History
Institutions similar to re-education through labor facilities, but called "new life schools" or "loafers' camps", existed in the early 1950s, although they did not become official until the anti-rightist campaigns in 1957 and 1958. A report by Human Rights in China (HRIC) states that re-education through labor was first used by the Communist Party of China in 1955 to punish counter-revolutionaries, and in 1957 was officially adopted into law to be implemented by the Ministry of Public Security. The law allowed police to sentence both minor offenders and "counter-revolutionaries" or "anti-socialist elements" to incarceration in labor camps without the right to a judicial hearing or trial, and did not allow judicial review to take place until after the punishment was being enforced. In the beginning there were no limits to the length for which detainees could be sentenced, and it was not until 1979 that a maximum sentence of four years (three years' sentence plus one-year extension) was set. In 1983, the management and implementation of the re-education through labor system was passed from the Ministry of Public Security to the Ministry of Justice.

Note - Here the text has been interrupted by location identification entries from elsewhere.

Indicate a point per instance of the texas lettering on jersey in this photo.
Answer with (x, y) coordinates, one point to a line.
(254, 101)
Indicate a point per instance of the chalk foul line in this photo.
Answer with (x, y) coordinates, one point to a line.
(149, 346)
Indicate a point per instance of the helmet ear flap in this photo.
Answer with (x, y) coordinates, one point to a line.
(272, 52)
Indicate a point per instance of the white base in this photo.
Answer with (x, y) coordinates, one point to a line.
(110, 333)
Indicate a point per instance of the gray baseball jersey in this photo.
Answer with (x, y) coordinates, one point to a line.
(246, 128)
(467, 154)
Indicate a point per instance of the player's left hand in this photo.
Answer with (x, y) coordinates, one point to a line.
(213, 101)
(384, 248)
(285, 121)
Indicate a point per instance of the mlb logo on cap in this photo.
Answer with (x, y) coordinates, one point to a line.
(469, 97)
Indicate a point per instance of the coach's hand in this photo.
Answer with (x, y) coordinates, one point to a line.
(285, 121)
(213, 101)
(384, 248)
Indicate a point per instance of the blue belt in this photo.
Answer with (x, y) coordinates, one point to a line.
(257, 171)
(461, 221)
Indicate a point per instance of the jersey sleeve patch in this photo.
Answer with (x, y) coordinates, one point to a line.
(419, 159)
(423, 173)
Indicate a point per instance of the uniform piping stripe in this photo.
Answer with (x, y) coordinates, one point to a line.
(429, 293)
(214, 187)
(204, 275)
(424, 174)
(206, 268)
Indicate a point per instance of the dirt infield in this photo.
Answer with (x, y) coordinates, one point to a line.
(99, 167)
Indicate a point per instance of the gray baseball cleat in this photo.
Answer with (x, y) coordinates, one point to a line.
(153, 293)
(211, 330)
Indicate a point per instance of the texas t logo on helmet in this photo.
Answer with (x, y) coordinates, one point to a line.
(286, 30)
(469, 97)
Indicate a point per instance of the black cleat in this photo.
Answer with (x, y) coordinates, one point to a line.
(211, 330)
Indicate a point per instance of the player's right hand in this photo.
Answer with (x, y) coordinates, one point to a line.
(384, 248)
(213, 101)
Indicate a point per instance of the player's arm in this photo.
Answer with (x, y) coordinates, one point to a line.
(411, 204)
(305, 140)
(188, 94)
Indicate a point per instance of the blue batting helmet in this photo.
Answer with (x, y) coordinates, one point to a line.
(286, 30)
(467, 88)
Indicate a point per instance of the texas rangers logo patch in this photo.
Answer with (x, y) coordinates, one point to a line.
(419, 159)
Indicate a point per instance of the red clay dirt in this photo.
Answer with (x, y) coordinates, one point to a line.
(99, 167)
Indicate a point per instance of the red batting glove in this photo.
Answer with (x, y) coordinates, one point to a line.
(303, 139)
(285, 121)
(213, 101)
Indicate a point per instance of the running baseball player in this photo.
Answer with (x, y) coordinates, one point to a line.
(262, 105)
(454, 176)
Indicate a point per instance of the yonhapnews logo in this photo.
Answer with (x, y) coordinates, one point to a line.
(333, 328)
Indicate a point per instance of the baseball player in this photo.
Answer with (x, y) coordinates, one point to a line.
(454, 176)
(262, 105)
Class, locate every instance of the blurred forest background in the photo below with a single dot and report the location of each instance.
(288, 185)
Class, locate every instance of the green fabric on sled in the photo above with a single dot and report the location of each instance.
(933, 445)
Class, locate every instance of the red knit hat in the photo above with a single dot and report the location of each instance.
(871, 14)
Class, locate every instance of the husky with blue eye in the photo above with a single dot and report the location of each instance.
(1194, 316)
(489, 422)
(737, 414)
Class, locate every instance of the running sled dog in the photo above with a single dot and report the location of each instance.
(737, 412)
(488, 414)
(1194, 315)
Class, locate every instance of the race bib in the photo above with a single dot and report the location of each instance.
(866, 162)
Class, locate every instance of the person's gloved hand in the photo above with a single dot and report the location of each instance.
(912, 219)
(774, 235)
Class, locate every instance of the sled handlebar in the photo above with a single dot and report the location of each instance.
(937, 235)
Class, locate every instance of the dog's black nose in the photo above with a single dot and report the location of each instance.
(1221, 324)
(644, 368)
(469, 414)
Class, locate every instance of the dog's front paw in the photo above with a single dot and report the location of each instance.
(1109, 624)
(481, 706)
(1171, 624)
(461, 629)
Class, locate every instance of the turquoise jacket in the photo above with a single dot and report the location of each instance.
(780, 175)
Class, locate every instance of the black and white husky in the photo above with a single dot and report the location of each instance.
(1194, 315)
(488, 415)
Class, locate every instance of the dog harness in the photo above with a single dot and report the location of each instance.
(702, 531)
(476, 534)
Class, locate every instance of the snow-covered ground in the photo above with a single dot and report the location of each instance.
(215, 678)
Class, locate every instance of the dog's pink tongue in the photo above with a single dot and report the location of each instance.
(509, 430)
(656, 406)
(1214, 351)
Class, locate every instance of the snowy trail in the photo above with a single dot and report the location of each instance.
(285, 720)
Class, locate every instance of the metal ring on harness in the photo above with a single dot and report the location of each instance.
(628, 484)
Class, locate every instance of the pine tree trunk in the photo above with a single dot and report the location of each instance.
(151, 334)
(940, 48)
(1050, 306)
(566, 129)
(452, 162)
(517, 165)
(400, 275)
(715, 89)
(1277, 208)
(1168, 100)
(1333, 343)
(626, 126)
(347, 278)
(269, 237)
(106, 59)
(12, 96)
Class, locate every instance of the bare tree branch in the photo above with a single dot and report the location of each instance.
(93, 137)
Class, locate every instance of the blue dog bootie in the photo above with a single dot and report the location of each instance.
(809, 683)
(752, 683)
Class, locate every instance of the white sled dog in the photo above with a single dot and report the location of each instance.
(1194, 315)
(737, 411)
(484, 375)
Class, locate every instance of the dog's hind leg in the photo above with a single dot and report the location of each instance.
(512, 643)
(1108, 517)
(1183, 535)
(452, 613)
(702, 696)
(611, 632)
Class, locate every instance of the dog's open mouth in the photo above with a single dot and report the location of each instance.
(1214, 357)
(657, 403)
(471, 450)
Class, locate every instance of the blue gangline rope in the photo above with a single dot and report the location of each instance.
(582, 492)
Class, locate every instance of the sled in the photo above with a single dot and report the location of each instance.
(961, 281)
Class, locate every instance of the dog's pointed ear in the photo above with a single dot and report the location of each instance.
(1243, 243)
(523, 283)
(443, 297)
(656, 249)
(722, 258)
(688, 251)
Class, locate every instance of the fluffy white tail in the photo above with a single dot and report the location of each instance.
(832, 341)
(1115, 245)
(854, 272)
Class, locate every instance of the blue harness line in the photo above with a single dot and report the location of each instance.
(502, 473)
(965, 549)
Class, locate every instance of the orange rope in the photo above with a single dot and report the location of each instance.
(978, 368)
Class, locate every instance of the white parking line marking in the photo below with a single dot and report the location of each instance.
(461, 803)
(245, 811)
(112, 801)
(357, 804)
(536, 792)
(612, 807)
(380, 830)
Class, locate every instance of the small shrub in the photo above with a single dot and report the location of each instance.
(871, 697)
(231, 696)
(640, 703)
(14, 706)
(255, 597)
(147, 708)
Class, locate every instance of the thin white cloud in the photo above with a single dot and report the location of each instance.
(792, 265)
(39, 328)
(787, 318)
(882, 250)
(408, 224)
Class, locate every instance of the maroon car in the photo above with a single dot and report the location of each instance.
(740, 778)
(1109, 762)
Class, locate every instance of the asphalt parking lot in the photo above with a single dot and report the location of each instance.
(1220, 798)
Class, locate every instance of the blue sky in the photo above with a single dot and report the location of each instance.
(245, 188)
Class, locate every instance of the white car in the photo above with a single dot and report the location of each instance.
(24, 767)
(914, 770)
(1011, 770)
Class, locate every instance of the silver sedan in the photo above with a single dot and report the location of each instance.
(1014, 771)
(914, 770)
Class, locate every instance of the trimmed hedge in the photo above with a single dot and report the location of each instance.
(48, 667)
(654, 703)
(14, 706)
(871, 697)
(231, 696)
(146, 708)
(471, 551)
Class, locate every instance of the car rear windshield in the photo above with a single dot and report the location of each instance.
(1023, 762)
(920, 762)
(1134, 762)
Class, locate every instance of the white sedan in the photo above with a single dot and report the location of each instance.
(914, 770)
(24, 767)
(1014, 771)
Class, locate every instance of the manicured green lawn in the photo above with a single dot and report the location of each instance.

When Falun Gong was banned in mainland China in 1999, re-education through labor became a common punishment for practitioners. Some human rights groups claim that as many as 10,000 Falun Gong members were detained in between 1999 and 2002, with as many as 5,000 detained in 2001 alone. More recent estimates suggest that hundreds of thousands of Falun Gong adherents are imprisoned in China, with some sources estimating up to half of the official reeducation through labor camp population is Falun Gong practitioners. In some labor camps, Falun Gong practitioners make up the majority population.
In the past decade, there have been numerous calls for the system to be reformed or replaced. As early as 1997, the United Nations Working Group on Arbitrary Detention (WGAD) called for China to allow judicial control over detentions; in 2000, the UN Committee Against Torture recommended that all forms of administrative detention, including re-education through labor, be abolished; in 2004, the WGAD called for the establishment of rights to due process and counsel for individuals detained; and in 2005, the Special Rapporteur on Torture called for the outright abolition of re-education through labor. The prominent deaths of two inmates in spring 2003 prompted many calls within China for reform of the system, but reform did not happen immediately, though The China Daily reported that there was "general consensus" that reform was needed. In March 2007, however, the Chinese government did announce that it would abolish the re-education through labor system and replace it with a more lenient set of laws. According to the proposal, the maximum sentence would be lowered from four years to 18 months; re-education centers would be renamed "correction centers" and have their fences and gates removed. A month later, Chongqing municipality passed a law allowing lawyers to offer legal counsel in re-education through labor cases.
Many human rights groups, however, doubted the efficacy of the proposed reforms, saying that the new laws would only help minor criminals and not help political prisoners, and that the reforms would not actually abolish the re-education through labor system. The Laogai Research Foundation stated that lowering the maximum length of detention and changing the names of the detention facilities would not constitute a "fundamental change". Nine months after the declaration that the laws would be rewritten, the re-education through labor system had not been abolished; in December 2007, a group of academics drafted an open letter to the government calling for an end to the system. During the 2008 Summer Olympics in Beijing, there were reports that some individuals applying for permits to protest were detained without trial; of these, some were sentenced to re-education through labor. In the United Nations Human Rights Council's September 2008 Universal Periodic Review of the People's Republic of China, re-education through labor was listed as an "urgent human rights concern," and as of February 2009 there remains a large number of active facilities.